You may be surprised by this, but as you think about it, there is really a large amount of overlap. A simple definition of prayer is communication with God. A simple definition of worship is honoring God. Clearly, they are not the same thing, but if you follow Jesus example of prayer and worship, you’ll find yourself doing both at the same time.
There are more sophisticated definitions of both that theologians talk about, but we should always start with Jesus’ example. Here is our article about what Jesus taught his disciples to pray.
Jesus clearly starts with worship, “hallowed be Your Name.” God should be honored, His reputation lifted up in this world. In fact, even when we pray a prayer of petition where we put our needs before God, we acknowledge our need for God, His authority, and power. That’s an act of worship!

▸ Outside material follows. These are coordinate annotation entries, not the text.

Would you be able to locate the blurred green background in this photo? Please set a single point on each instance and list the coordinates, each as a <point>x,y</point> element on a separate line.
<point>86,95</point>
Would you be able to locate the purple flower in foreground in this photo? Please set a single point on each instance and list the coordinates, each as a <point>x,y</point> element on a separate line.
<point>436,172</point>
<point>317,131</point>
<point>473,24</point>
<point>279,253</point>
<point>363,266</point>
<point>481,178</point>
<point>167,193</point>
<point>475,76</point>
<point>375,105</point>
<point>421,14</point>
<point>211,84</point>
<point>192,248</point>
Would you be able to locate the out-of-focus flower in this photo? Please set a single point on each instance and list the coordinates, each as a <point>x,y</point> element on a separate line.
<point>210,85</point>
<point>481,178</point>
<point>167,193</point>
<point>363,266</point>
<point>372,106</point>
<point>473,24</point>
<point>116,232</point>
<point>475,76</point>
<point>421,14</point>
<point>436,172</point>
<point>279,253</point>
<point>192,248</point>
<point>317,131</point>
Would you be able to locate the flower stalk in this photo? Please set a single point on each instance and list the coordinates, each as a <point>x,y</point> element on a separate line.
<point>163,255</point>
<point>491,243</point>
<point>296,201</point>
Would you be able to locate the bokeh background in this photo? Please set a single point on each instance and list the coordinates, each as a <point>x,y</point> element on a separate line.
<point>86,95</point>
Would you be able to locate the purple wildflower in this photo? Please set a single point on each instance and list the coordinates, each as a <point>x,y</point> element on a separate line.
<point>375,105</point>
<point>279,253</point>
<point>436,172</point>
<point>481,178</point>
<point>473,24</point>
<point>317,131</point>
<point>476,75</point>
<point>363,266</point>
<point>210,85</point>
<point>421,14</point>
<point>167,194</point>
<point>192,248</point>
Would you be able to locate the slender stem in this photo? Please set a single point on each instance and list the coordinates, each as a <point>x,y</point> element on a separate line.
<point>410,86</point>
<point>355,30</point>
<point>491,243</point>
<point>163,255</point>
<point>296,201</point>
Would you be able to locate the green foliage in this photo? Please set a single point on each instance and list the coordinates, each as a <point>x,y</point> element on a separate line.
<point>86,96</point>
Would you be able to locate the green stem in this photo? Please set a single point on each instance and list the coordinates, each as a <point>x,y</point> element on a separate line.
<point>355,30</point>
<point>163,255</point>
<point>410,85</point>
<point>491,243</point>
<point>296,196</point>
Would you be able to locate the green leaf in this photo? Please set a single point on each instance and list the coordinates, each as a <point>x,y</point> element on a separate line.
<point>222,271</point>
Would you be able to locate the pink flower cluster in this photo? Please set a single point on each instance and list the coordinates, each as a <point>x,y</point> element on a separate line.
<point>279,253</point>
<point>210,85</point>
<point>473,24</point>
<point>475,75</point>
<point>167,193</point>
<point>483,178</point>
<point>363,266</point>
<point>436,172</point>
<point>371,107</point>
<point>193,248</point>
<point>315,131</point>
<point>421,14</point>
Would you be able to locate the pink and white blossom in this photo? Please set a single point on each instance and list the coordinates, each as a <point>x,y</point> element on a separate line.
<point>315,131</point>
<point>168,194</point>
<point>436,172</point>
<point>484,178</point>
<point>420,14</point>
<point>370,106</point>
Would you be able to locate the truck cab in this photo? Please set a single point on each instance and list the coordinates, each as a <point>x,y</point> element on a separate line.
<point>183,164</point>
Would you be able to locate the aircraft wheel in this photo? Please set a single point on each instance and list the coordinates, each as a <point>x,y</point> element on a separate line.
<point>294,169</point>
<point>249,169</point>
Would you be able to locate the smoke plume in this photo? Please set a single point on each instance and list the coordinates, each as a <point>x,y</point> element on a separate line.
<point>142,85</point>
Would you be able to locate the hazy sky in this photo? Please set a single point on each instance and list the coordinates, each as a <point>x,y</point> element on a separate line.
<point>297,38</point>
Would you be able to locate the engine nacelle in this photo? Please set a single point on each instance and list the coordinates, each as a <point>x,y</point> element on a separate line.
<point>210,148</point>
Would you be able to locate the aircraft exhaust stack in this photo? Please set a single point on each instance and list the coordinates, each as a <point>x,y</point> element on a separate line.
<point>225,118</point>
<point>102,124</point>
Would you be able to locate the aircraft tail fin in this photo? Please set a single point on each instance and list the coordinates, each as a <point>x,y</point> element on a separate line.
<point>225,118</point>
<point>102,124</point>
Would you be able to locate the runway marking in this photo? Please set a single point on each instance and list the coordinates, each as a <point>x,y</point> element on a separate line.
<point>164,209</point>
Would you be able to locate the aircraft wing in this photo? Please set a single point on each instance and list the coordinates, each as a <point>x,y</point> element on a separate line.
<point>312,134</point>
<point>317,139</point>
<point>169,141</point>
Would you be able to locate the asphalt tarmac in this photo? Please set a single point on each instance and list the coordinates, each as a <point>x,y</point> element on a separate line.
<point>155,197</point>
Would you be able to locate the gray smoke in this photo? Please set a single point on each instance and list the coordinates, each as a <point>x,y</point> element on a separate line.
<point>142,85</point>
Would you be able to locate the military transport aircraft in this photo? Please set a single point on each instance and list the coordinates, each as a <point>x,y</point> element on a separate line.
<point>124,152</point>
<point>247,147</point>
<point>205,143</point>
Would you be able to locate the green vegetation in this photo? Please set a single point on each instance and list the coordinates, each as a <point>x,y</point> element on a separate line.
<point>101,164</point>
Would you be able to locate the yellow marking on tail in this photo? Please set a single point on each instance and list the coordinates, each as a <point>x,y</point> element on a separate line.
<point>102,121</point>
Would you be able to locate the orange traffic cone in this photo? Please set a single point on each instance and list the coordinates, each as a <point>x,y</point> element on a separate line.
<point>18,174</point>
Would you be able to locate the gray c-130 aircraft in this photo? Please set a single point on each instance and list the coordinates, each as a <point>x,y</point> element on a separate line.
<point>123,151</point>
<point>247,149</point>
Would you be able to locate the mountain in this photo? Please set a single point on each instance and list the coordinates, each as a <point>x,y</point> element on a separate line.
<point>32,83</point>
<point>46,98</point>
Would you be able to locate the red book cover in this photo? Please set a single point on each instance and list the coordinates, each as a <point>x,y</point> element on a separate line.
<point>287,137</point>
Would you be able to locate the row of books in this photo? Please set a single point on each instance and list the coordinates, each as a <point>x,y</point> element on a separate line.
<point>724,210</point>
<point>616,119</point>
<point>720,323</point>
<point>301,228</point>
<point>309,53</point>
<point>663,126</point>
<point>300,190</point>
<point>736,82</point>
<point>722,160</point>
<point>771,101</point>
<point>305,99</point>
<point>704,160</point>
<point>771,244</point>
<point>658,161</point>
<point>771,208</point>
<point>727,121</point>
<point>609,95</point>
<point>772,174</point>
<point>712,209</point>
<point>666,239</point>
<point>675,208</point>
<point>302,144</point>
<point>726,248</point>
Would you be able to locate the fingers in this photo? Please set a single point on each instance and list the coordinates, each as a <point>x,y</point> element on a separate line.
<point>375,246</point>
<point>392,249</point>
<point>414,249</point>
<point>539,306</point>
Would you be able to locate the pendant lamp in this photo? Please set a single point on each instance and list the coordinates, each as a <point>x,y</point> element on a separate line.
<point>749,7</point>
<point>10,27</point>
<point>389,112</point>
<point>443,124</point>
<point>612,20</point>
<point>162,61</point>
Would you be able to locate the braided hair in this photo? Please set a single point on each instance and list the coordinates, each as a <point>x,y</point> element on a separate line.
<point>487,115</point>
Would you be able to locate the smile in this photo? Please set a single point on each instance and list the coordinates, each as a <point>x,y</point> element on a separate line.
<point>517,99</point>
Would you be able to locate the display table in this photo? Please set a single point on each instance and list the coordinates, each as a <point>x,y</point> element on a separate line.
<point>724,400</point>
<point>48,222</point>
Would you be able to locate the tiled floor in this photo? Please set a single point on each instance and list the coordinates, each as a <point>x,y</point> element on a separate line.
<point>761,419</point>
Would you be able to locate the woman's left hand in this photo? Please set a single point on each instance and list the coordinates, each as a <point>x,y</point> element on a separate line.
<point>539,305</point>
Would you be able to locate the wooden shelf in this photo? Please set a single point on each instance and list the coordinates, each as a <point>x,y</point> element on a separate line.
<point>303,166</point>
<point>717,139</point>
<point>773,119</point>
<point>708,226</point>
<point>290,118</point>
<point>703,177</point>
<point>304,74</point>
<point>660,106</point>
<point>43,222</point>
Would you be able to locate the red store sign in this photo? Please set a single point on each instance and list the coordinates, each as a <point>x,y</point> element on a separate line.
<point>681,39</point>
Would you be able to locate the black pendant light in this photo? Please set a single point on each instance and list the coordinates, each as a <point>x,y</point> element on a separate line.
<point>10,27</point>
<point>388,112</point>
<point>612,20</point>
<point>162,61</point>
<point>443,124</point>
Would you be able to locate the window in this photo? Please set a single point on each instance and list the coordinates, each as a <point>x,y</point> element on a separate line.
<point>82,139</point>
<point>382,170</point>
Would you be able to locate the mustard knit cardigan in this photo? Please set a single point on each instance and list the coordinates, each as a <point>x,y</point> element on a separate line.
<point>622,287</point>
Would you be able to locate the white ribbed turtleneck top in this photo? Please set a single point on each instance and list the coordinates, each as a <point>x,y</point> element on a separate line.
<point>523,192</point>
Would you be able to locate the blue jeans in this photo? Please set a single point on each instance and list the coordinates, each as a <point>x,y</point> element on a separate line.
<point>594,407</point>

But if you are worshiping does that mean you are praying? The Psalms, the Old Testament book of worship songs, are full of prayers that were meant to be sung. And in the New Testament, Paul tells us to "pray without ceasing," in constant contact with God's Spirit.
Hebrews 13:15–16 sums up this idea for us well: Through him then let us continually offer up a sacrifice of praise to God, that is, the fruit of lips that acknowledge His name. Do not neglect to do good and to share what you have, for such sacrifices are pleasing to God.
May your life honor and celebrate God, marked by constant communion with Him!